He is survived by children Dondi, Ramon, Eddie and Marisu; son-in-law Randy; daughters-in-law Ellen, Maricor and Lorna; grandchildren Bianca, Jay R, Regine, Via, Nikki, John, Christopher, Cecilia, Alexa, Randi, Kristy and Diane. Wake and interment details to follow.

“Sir Pocholo” had been with Malaya Business Insight for three decades. He was editor of several papers like the Daily Express, Taipan Magazine, and the Manila Times.

A horse racing aficionado, he was appointed commissioner of the Philippine Horse Racing Commission during the Estrada administration. He graduated from the University of the Philippines in 1950 with a Ph.B. (major in English).
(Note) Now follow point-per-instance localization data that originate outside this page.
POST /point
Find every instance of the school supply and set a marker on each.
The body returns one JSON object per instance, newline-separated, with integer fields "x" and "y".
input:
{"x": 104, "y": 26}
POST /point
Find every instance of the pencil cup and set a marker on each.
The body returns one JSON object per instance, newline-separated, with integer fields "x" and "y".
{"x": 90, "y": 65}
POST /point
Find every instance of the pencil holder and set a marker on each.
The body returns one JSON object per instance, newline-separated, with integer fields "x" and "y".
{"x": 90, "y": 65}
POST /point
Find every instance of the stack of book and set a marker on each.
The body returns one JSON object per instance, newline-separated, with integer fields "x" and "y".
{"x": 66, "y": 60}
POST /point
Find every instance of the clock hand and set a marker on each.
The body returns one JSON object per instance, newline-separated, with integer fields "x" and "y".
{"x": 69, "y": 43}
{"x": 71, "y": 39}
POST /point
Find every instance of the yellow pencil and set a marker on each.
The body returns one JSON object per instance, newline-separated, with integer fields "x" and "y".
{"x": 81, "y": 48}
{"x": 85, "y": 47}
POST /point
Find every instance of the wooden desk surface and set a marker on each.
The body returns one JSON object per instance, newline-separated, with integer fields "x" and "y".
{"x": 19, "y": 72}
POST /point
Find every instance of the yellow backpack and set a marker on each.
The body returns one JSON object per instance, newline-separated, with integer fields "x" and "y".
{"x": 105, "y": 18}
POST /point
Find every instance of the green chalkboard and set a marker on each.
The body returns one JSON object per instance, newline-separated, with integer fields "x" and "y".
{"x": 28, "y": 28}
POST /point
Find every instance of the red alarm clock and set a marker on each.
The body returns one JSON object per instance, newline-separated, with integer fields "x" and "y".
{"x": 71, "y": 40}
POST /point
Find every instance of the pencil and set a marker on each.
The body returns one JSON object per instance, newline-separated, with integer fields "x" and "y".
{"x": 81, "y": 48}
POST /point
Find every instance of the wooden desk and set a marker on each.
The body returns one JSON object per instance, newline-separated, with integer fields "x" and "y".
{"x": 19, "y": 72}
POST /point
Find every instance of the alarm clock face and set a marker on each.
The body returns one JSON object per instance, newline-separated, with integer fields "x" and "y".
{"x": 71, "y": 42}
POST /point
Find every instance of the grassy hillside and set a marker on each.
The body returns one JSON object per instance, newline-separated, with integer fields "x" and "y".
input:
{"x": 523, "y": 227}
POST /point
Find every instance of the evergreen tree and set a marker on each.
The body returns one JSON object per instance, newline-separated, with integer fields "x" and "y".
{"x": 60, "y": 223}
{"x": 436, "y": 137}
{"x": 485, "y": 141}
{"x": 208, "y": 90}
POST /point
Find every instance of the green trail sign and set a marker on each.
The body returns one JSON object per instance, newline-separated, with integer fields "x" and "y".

His first job was with the Philippines Commonwealth, then the leading Catholic-oriented newspaper, followed by short-lived stints in the old Manila Post and the newly-resurrected Philippines Herald. He later joined the Manila Times as a sportswriter. He went to Northwestern University in Evanston, Illinois in 1951 on a Fulbright/Smith-Mundt scholarship. He was also accepted by the University of California (Berkeley) and Columbia University in New York but chose Northwestern because it also offered a $500 scholarship from the Kansas City Star.  He returned in 1952 with a masteral degree and worked with then Times publisher Chino Roces in a massive make-over of the Manila Times and worked with the paper until 1968 when, faced with the problems of a growing family, he reluctantly resigned to work in a government office.  In 1972, he was asked by Johnny Perez to organize the Philippines Daily Express. He spent the next 15 years trying to give a gentler, kinder face to martial law. The Daily Express closed down in 1987. In 1988, jobless, he got another call from Johnny Perez, who asked him if he was interested to work in Caracas, Venezuela to set up a newspaper (in Spanish). He returned after four months, the Caracas job done, and worked with Lifestyle Asia, the first of the “glossies” that saw light after EDSA. In 1989, he was invited by then Malaya publisher Jake Macasaet to join the paper, and had stayed with Malaya since then, turning down various offers.